- Power type: Steam
- Designer: William Dean
- Builder: GWR Swindon Works
- Order number: Lot 65
- Serial number: 1026–1030 (new)
- Build date: 1884–1885
- Total produced: 5 (new)
- Number rebuilt: 20 from Lot 64
- Configuration:: ​
- • Whyte: 2-4-0
- Gauge: 4 ft 8+1⁄2 in (1,435 mm) standard gauge
- Driver dia.: 5 ft 1 in (1.549 m)
- Fuel type: Coal
- Cylinders: Two, inside
- Cylinder size: 17 in × 26 in (432 mm × 660 mm)

= GWR 3201 Class =

Class of British steam locomotives

The 3201 or Stella Class was a class of standard gauge steam locomotive, designed by William Dean and built at Swindon Works for the Great Western Railway in 1884 and 1885.

==Design==
They were part of a standardisation scheme of Dean's, whereby he designed four classes with similar boilers, double frames, and cylinders, but of different wheel layouts. The 3201 class was close in design to the 3501 Class, ten of which were built initially as "convertibles" for the broad gauge, and numbers 3511 to 3520 built as standard gauge condensing s.

==Construction==
Initially there were 5 members of the class. The prototype, No.3201, built in December 1884, was immediately sold to the Pembroke and Tenby Railway, who named it Stella. It returned to the GWR in 1896 and retained the nameplates until 1902. Nos. 3202-3205 were constructed in the summer of 1885. Between 1892 and 1895 the class was enlarged to 25 locomotives, as the broad and standard gauge 2-4-0Ts were all eventually converted to standard gauge tender locomotives.

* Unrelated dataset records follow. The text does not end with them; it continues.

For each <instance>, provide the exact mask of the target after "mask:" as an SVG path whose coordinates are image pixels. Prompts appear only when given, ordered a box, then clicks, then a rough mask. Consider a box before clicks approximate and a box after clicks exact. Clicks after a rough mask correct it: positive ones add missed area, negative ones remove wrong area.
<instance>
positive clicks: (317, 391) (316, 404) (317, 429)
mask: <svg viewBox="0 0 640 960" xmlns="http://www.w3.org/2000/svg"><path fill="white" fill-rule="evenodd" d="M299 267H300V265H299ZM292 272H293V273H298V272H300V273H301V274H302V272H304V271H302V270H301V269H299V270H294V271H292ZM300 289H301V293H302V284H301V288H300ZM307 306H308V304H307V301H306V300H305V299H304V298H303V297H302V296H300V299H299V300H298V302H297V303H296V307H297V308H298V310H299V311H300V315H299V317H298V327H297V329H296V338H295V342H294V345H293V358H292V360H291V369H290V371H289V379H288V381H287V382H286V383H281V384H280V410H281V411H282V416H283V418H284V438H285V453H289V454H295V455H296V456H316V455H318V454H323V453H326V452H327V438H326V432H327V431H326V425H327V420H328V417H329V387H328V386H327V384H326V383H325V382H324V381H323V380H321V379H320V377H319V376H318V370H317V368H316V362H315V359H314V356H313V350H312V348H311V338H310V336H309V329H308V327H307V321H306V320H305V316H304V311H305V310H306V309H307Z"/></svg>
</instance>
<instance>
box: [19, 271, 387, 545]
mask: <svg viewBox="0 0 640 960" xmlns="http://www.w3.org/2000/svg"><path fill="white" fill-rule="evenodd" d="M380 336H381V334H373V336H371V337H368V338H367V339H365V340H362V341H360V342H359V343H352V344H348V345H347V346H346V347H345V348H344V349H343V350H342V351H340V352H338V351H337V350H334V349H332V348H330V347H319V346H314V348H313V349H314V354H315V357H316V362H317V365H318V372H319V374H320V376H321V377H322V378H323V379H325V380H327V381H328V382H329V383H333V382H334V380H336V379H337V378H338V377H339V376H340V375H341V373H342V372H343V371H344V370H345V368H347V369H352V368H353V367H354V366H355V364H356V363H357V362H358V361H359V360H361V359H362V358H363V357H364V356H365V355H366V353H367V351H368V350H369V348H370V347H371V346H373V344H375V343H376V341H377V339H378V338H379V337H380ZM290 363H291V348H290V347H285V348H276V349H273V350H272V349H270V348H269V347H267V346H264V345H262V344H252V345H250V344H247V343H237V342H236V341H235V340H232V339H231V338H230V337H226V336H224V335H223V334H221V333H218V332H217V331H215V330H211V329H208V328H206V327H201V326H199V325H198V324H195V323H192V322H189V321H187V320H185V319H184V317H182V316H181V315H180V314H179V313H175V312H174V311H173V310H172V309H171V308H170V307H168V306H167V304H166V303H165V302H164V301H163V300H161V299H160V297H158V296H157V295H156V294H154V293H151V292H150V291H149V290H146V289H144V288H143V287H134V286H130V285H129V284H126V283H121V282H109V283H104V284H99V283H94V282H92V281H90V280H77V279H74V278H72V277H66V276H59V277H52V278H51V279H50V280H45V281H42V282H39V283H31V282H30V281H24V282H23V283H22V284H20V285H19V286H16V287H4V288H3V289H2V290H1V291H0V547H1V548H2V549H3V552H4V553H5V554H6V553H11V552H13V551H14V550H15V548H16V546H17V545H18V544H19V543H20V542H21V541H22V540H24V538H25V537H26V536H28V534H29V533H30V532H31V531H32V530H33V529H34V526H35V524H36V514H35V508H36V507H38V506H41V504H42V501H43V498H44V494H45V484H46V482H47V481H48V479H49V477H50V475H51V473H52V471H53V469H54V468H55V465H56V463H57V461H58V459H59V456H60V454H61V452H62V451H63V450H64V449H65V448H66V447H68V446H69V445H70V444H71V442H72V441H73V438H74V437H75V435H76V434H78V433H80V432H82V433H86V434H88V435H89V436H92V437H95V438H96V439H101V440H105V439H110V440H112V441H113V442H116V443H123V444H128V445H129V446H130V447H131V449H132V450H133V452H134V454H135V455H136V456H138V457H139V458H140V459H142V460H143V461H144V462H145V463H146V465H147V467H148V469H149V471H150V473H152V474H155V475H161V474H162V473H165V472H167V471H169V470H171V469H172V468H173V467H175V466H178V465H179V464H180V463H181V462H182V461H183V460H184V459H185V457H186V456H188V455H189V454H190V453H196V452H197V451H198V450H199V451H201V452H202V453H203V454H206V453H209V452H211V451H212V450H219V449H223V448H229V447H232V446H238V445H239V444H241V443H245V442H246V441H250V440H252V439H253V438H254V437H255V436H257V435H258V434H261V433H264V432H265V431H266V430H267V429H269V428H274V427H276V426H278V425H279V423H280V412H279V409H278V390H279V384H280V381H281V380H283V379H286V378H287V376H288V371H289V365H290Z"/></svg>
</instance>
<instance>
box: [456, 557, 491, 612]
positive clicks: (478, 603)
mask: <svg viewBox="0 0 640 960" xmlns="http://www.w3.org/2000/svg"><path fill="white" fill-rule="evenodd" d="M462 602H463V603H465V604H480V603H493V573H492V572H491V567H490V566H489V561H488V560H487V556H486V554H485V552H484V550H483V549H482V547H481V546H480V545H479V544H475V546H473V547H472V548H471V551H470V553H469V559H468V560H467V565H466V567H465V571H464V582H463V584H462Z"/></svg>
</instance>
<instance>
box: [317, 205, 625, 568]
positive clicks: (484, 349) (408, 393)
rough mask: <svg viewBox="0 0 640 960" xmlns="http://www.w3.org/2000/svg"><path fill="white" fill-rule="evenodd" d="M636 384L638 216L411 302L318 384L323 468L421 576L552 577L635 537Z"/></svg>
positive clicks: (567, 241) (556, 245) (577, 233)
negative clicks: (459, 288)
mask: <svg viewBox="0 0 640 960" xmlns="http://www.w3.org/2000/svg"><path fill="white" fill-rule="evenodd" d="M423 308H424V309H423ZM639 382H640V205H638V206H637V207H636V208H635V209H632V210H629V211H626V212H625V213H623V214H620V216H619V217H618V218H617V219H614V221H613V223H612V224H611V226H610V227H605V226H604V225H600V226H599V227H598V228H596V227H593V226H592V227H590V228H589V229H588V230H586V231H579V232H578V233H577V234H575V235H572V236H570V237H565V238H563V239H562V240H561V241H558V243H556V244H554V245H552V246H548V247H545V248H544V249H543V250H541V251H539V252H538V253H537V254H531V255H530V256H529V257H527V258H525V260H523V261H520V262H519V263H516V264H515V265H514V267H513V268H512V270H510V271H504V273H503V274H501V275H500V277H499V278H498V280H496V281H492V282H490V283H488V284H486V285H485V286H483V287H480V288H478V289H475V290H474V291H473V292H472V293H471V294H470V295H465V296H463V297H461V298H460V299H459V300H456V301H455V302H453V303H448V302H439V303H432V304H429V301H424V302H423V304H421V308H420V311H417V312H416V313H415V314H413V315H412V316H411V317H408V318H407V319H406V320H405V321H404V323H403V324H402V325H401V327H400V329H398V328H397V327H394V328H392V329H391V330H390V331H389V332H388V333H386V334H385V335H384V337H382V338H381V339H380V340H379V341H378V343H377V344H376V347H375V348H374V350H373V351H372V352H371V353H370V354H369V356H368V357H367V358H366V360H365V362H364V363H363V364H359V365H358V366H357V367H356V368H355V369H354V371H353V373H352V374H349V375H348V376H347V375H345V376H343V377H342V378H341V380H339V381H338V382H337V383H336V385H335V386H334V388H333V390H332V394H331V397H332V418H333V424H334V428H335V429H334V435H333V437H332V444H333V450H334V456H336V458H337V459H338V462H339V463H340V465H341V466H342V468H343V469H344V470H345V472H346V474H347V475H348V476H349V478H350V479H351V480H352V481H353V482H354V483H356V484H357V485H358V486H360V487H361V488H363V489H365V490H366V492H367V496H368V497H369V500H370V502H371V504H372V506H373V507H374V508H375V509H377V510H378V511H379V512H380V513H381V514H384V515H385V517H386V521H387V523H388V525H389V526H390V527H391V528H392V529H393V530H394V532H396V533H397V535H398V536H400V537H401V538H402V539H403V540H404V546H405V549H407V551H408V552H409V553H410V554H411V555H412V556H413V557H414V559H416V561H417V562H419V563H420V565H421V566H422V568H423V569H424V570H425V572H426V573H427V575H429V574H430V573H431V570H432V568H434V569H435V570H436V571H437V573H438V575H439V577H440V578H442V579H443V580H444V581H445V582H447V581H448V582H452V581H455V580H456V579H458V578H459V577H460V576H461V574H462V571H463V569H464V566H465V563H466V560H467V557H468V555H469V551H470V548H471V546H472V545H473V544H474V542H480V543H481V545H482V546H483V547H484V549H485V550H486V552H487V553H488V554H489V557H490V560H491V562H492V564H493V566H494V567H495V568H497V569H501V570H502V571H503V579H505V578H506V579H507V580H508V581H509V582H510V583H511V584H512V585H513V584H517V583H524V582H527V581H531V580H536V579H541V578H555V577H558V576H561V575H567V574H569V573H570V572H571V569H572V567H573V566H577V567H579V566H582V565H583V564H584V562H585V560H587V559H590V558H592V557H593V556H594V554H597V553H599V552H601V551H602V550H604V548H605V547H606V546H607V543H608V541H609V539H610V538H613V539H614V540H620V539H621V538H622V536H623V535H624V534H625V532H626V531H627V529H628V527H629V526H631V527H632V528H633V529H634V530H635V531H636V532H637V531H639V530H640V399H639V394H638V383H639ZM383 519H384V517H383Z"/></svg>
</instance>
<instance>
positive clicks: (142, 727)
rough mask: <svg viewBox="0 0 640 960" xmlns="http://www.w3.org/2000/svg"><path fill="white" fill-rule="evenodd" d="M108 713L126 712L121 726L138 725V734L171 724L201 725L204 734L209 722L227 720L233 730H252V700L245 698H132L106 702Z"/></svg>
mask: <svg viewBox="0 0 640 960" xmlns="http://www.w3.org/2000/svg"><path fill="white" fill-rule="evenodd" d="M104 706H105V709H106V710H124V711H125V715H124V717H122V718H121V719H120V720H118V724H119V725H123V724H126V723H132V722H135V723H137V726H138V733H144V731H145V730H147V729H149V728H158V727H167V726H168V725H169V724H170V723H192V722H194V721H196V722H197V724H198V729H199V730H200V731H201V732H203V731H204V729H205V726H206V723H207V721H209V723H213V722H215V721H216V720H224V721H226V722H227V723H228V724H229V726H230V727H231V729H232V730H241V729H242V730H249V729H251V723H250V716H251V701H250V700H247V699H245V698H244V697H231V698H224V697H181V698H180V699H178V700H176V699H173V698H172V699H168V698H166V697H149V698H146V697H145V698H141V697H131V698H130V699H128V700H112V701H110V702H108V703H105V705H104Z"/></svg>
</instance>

Tabor notes that "... the uniformity was very short-lived, as the class soon acquired a remarkable variety of boilers."

==Use==
The original Stellas worked in the Bristol division but after the gauge conversion of 1892 all 25 locos were dispatched to Cornwall, where they worked the principal trains west of Newton Abbot until the arrival a few years later of the 3252 or Duke Class. The class then became widely dispersed; by 1915 many were at Chester or Croes Newydd, others at Birmingham or Stourbridge. Later some went to central Wales. Withdrawals took place between 1919 and 1933.